自分の恥ずかしい失敗作が頭に浮かび、うがああっとなっているところへホークウィンドがふうと息を吐き出し呟く。
「で、お主は何を願いにここへやって来たんじゃ? お主の手持ちの武器は酷い状態じゃが、モンスターを倒すには支障がないのじゃろ?」
分かっていたんだったら、最初から変な方向へ話を持って行かないでくれよお。
とかボヤいたら笑い飛ばされてからかわれるだけだろうから、藪蛇にならないよう言葉を飲み込む。
「実はですね、一つ考えている商売がありまして……ご協力していただけないかと」
「ほう。言ってみろ」
俺はホークウィンドへ魔の森で素材を集めて、冒険者ギルドへ流し、精錬後の素材を製品へしてもらう工程を頼めないかと語る。
しかし、彼は眉間に思いっきりしわを寄せて腕を組みこちらを睨みつけるばかり……。
空気に耐え切れなくなった俺は、取り繕うように言葉を続ける。
「い、いや。不特定多数の人へ向けた画一的な武器をってのは、ホークウィンドさんの求めるところと違いますよね」
「うむ。よくわかっておるじゃないか。儂は担い手に合わせて鉄を打つ」
「ですよね」
彼の武器へのこだわりは先ほどの会話からだいたい推測できていたので、この結果はまあ妥当だと思う。
それでも、来たからには一応話はしておかないとと考えて彼へ俺の商売について説明したのだ。
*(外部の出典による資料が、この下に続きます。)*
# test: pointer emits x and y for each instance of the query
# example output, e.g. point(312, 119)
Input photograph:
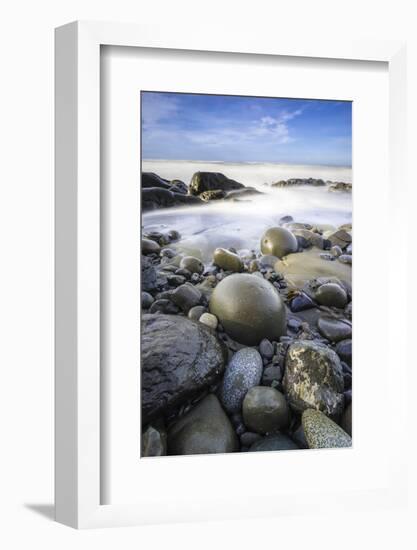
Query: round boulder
point(323, 433)
point(278, 241)
point(229, 261)
point(265, 410)
point(150, 247)
point(313, 378)
point(249, 308)
point(331, 294)
point(209, 320)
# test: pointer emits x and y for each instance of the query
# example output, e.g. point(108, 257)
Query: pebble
point(345, 259)
point(313, 377)
point(276, 442)
point(344, 351)
point(186, 296)
point(323, 433)
point(334, 329)
point(227, 260)
point(242, 373)
point(301, 302)
point(192, 264)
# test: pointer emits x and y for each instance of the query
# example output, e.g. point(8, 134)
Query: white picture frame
point(78, 321)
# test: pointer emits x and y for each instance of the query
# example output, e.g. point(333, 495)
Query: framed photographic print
point(218, 353)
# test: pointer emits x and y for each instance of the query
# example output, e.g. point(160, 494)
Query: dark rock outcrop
point(209, 181)
point(180, 359)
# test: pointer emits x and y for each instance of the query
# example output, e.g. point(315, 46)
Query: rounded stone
point(331, 294)
point(249, 308)
point(323, 433)
point(265, 410)
point(209, 320)
point(242, 373)
point(150, 247)
point(276, 442)
point(313, 378)
point(196, 312)
point(153, 442)
point(229, 261)
point(278, 241)
point(192, 264)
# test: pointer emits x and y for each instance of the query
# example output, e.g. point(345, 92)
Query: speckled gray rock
point(186, 296)
point(265, 410)
point(266, 349)
point(205, 429)
point(323, 433)
point(154, 442)
point(194, 265)
point(150, 247)
point(346, 259)
point(242, 373)
point(229, 261)
point(313, 378)
point(331, 294)
point(334, 329)
point(344, 351)
point(180, 358)
point(147, 300)
point(346, 421)
point(278, 241)
point(276, 442)
point(209, 320)
point(249, 308)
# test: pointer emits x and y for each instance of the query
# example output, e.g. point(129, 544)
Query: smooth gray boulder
point(210, 181)
point(278, 241)
point(180, 359)
point(265, 410)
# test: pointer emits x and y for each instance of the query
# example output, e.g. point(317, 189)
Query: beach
point(246, 307)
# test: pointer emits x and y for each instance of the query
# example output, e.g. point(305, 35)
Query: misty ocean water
point(241, 223)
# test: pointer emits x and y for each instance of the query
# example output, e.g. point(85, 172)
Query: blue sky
point(246, 129)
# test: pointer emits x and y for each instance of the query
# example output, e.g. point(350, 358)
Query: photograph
point(245, 273)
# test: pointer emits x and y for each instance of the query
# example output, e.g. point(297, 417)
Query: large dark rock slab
point(180, 358)
point(208, 181)
point(204, 430)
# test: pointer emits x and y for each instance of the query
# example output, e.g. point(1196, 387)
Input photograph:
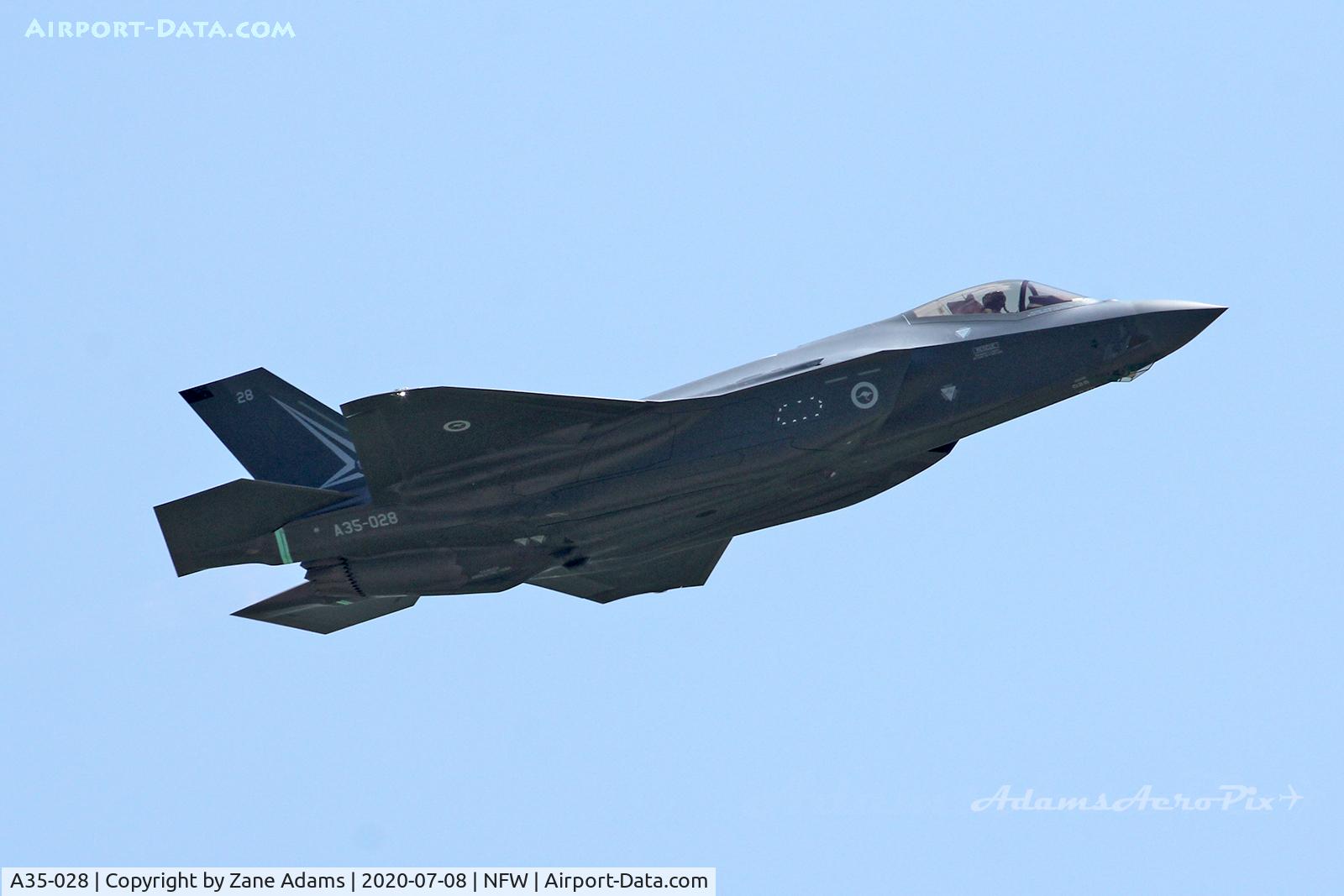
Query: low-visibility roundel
point(864, 396)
「一般的な製品を鍛造するのはよい修行になる。弟子にやらせるのならいいぞ」
「本当ですか! ありがとうございます」
「安心せい。やるからには未熟な武器は出さぬ。ちゃんと儂の審査を通過したものだけ納品しよう」
「そこはお任せします!」
「そうじゃ、お主。魔物の素材を全て扱うのじゃろう? 革や繊維はどうするのじゃ?」
「そこは……いずれ武器や防具がうまくいったらで……」
「せっかくの素材が勿体ないじゃろう? やるなら全部やらんか!」
「す、すいません……」
そんなこと言われても当てが全くないんだってば!
ホークウィンドの手を借りて鍛冶製品を売って行けば、噂を聞きつけた職人が手をあげてくれないかなあと期待している。
「なら、儂の知己へ紹介状を書いてやろう。持っていけ」
「あ、ありがとうございます!」
思わぬところから、縫製、革細工、小物を作る細工師、果ては大工や石膏職人まで紹介状を頂くことになったのだった。
これなら、持ってきた素材をほぼ全て製品にして売ることができるじゃないか。
ここまでやるなら、後程と考えていた魔術師ギルドの協力も仰ごう。彼らの中には錬金術、ポーション制作、エンチャントなど様々な魔法系の技術を持った人たちがいる。
後でにゃんこ先生に会いにいくとするか!
そういや、にゃんこ先生に聞きたいことがあったような……えっとモフモフさせてもらっていいですかだっけか。
違う違う。それは俺の欲望であって、聞きたいことじゃあない。
えっと、そうそう、確かエステルのスキルについてだった。彼女も連れて魔術師ギルドに行くとしよう。
ついでにマタタビをお土産に用意して、機嫌がよくなったにゃんこ先生がモフモフさせてくれたらよりハッピーだ。
テンションがあがってきたぞお。
この後、ホークウィンドへ何度も礼を述べ、詳細はまた後日内容を詰めることとして俺一人で彼の店から出る。
なんで俺一人なのかというと、ガフマンはそのままホークウィンドの元に残り酒盛りをするそうだ。
まだお店の営業時間じゃないのかと突っ込みたくなったけど……止める前に既に飲み始めてたから見なかったことにした。